Our method may be a valuable predictive/diagnostic tool. A subject can be represented by a multi-dimensional feature vector that indicates the SNVP of every candidate gene. In the corresponding multi-dimensional feature space, some binary classifiers such as logistic regression12 and support vector machine13 can be used to distinguish cases and controls, and then prediction accuracy, sensitivity and specificity can be obtained. As an example, the support vector machine classifier separated MDD cases (all SNVP<0.00126) and controls (all SNVP>0.00126) with a 100% prediction accuracy in our Australian sample with a threshold of 0.00126 using the one-dimensional feature vector with the SNVP of the TBC1D2B gene (this SNVP was found to be significantly different between MDD and controls in both the Mexican–American and Australian groups). Our approach could work in a large number of subjects by using a combination of several candidate genes.

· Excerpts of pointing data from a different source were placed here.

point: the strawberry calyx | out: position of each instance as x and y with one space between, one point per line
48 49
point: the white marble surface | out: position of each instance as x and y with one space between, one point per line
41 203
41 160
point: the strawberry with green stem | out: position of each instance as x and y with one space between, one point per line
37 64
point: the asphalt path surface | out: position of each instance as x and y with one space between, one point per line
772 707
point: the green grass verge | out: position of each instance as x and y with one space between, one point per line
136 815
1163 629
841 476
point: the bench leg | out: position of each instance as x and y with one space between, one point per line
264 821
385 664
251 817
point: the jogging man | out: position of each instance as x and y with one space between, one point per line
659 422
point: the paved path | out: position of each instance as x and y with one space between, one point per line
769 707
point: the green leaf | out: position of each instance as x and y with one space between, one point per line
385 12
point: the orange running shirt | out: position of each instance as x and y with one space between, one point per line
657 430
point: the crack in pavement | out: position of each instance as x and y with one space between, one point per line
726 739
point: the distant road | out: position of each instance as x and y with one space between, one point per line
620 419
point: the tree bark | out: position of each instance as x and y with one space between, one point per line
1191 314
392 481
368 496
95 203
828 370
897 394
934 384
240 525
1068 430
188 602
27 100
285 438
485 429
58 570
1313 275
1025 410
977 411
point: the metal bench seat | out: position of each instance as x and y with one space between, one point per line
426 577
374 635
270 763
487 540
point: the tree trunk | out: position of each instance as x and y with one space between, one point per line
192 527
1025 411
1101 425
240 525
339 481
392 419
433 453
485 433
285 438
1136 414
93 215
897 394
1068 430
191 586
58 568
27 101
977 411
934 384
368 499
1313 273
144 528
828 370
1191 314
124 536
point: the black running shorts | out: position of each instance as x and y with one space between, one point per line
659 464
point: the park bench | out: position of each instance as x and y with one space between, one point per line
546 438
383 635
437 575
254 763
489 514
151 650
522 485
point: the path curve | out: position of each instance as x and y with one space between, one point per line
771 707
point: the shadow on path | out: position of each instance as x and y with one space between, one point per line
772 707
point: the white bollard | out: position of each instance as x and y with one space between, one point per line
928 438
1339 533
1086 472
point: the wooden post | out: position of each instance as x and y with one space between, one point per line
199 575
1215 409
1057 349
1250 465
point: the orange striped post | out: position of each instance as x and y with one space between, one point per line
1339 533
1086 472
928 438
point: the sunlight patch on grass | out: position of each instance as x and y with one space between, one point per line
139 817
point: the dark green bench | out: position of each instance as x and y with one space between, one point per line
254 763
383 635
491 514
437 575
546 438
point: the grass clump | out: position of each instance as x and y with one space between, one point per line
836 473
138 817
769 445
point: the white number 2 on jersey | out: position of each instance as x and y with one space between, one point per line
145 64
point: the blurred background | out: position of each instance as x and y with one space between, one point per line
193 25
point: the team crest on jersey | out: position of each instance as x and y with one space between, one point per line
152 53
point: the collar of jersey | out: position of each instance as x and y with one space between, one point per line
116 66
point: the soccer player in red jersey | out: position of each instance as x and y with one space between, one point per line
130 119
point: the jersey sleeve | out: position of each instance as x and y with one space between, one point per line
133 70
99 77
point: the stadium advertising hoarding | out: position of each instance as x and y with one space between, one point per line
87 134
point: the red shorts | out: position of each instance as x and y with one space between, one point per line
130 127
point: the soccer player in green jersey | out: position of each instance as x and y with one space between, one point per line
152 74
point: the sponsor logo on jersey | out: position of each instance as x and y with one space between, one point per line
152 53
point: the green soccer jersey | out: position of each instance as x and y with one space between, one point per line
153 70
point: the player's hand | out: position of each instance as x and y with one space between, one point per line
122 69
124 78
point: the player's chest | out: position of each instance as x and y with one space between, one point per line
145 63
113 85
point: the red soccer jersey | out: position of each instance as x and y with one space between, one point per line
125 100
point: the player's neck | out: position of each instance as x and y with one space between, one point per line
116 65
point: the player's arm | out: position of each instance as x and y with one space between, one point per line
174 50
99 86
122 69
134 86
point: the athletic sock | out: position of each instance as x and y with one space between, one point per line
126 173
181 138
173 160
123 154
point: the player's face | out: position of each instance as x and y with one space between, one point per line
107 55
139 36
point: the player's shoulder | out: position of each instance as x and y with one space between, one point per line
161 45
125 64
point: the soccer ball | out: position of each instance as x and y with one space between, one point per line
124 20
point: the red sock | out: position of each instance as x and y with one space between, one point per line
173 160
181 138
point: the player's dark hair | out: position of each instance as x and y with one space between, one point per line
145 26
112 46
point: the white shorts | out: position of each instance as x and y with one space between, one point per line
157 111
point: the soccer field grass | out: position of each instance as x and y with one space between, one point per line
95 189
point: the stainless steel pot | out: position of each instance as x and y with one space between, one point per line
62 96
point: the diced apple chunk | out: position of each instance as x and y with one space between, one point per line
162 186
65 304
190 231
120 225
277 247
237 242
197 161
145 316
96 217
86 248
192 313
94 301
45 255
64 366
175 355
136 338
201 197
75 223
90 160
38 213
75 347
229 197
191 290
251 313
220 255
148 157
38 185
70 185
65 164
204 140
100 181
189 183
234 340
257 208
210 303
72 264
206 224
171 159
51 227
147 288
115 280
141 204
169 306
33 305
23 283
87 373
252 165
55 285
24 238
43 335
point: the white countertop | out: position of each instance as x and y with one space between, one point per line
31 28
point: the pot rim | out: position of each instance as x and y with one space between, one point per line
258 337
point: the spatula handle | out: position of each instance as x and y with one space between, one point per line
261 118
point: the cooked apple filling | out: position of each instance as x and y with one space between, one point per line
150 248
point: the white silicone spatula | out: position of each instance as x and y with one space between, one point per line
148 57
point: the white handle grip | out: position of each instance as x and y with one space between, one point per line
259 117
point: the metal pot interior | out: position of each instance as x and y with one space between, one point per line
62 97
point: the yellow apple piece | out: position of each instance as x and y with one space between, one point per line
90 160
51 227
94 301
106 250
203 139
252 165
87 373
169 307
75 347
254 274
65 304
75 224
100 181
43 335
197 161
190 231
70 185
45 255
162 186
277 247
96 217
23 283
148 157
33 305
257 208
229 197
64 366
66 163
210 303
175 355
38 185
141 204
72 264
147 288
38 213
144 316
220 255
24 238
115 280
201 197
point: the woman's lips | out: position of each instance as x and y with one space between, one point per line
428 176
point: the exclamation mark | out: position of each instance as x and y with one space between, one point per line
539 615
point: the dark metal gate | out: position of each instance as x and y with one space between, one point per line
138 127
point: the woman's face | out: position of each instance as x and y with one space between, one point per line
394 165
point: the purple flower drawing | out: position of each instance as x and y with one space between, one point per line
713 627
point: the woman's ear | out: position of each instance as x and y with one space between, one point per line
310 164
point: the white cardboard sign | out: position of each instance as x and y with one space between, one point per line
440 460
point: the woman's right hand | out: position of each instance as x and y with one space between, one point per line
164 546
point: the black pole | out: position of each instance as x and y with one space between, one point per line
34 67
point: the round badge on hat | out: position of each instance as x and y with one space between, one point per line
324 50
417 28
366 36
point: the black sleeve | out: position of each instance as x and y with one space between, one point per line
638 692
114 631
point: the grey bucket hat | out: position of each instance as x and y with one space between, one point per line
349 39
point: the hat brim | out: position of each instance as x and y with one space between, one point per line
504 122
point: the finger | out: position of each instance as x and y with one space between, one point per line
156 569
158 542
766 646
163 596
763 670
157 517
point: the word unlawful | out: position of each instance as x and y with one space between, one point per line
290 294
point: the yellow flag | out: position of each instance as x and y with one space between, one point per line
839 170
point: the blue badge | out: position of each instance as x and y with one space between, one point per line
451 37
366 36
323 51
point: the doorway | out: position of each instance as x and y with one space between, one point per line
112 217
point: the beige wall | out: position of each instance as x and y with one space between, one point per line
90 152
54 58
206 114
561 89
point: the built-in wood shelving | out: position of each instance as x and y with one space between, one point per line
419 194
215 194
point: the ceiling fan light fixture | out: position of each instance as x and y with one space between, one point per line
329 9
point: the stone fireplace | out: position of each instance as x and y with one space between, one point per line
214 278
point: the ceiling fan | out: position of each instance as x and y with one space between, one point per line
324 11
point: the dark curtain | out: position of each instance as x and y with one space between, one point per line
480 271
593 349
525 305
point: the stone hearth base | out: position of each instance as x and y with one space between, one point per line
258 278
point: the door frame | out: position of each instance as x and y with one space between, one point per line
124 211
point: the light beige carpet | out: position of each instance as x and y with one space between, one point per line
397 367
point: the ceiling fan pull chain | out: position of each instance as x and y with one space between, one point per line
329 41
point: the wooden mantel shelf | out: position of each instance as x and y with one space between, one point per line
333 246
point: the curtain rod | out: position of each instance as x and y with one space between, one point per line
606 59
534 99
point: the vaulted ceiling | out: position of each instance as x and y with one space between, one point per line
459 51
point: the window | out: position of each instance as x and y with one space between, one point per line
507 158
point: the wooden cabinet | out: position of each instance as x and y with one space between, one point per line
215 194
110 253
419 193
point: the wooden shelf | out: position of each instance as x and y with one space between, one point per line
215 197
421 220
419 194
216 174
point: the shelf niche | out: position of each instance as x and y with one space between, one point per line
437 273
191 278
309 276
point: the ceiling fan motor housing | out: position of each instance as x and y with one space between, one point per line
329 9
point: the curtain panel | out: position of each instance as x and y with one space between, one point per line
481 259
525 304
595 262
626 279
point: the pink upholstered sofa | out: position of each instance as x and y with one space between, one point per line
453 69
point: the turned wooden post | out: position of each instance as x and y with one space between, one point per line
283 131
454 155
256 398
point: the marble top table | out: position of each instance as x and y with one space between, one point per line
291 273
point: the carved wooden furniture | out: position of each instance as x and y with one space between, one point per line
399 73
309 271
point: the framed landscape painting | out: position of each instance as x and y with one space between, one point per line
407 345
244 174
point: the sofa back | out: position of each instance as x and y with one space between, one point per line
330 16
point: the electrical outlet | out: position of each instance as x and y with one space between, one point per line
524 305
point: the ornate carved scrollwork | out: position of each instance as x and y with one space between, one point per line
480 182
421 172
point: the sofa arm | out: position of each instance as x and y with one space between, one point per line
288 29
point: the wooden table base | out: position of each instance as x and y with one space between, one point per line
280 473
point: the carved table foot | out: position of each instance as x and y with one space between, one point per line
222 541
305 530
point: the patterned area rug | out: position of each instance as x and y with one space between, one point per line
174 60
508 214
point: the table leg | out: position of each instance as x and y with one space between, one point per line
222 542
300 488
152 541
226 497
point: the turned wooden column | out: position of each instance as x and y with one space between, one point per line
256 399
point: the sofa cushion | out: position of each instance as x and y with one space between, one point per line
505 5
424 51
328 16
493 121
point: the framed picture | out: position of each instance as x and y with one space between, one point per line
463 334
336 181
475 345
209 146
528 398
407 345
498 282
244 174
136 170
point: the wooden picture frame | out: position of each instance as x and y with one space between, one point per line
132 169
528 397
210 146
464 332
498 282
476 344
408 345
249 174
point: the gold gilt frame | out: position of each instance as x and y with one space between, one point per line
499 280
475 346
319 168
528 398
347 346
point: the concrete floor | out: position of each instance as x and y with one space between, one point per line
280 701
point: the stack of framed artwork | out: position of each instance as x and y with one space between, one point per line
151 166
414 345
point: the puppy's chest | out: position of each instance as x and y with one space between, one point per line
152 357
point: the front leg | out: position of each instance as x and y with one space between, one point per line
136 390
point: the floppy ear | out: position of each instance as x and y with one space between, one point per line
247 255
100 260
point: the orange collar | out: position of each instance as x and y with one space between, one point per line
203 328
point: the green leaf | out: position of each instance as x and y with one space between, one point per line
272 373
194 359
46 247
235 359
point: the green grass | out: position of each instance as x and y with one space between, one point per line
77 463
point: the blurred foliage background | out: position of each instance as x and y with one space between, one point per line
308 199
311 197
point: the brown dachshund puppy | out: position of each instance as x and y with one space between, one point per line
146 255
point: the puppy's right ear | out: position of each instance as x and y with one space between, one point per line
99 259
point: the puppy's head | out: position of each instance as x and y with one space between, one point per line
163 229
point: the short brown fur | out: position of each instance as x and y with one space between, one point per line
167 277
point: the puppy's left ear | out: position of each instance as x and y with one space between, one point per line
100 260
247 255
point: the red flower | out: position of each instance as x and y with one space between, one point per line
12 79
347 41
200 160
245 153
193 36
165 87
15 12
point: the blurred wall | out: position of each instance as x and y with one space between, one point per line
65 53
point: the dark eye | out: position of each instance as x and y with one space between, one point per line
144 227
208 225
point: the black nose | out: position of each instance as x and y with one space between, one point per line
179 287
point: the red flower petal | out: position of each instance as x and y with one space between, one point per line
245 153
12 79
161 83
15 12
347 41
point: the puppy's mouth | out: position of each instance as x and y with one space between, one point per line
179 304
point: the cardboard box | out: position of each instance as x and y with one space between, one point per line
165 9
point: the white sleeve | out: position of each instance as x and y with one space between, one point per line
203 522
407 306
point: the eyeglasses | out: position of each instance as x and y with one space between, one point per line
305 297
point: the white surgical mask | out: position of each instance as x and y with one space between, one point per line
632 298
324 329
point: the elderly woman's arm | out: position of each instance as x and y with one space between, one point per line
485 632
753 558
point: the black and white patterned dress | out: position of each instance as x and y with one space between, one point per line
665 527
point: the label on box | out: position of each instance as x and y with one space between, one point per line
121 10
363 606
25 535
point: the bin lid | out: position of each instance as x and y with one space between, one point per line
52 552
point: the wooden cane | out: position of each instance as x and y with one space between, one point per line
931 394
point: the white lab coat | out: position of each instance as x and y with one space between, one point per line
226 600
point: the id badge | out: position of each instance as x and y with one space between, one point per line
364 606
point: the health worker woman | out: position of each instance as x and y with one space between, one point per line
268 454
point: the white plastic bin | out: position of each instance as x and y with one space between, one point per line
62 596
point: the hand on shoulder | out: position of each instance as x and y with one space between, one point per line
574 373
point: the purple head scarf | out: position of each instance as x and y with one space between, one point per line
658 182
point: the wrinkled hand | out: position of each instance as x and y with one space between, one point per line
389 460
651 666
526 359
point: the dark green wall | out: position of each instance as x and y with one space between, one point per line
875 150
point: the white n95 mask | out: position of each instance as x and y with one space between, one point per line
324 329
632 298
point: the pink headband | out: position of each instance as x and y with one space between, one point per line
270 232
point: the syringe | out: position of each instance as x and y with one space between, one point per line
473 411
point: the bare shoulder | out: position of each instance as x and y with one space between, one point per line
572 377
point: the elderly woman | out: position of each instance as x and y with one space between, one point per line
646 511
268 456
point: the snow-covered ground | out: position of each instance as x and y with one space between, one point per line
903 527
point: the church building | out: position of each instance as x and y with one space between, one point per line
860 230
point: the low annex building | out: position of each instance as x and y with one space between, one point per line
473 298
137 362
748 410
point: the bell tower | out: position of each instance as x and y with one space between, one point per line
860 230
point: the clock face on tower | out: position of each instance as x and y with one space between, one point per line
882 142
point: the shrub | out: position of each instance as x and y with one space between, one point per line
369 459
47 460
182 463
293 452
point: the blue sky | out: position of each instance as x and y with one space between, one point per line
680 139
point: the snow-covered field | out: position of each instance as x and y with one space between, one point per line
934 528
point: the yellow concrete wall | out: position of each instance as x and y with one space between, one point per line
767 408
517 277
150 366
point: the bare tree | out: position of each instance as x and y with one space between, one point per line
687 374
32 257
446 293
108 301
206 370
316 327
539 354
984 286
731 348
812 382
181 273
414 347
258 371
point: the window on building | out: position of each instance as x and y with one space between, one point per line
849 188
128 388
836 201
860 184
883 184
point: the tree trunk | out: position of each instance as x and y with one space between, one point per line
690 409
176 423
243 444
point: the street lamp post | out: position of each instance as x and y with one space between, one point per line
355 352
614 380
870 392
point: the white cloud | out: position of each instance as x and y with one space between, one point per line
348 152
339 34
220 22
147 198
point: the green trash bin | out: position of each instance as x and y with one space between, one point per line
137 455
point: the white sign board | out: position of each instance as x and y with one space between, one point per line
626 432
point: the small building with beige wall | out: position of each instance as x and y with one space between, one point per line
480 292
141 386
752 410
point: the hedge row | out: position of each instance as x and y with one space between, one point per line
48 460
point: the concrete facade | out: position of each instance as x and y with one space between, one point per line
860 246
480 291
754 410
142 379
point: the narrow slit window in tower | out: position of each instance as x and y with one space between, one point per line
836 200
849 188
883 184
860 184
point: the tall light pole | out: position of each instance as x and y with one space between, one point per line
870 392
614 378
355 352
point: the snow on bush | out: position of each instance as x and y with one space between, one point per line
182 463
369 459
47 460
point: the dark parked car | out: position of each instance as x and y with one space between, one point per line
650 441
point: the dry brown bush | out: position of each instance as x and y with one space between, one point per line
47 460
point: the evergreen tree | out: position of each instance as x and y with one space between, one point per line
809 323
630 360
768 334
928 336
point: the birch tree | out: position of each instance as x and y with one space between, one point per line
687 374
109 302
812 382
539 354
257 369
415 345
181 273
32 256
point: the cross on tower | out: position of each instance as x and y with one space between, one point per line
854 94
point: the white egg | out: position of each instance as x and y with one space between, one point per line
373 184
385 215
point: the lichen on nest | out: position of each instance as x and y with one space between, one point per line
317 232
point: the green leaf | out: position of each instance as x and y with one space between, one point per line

To the best of our knowledge this is the first study that formulates the concept SNVP. It may bring a new methodology of quantitative sequencing analysis at the gene level. Our proposed SNVP may also be a quantitative variable similarly to gene expression level,14 as differences in SNVP may reflect differences in medication response or disease risk. Our approach may be complementary to genome-wide genotyping data analysis by testing newly found candidate genes. In this study, we used WGS data to calculate the SNVP. However, it would be sufficient to obtain targeted sequencing data of specific regions of interest, this would allow for a more efficient use of funding and bioinformatics resources and time.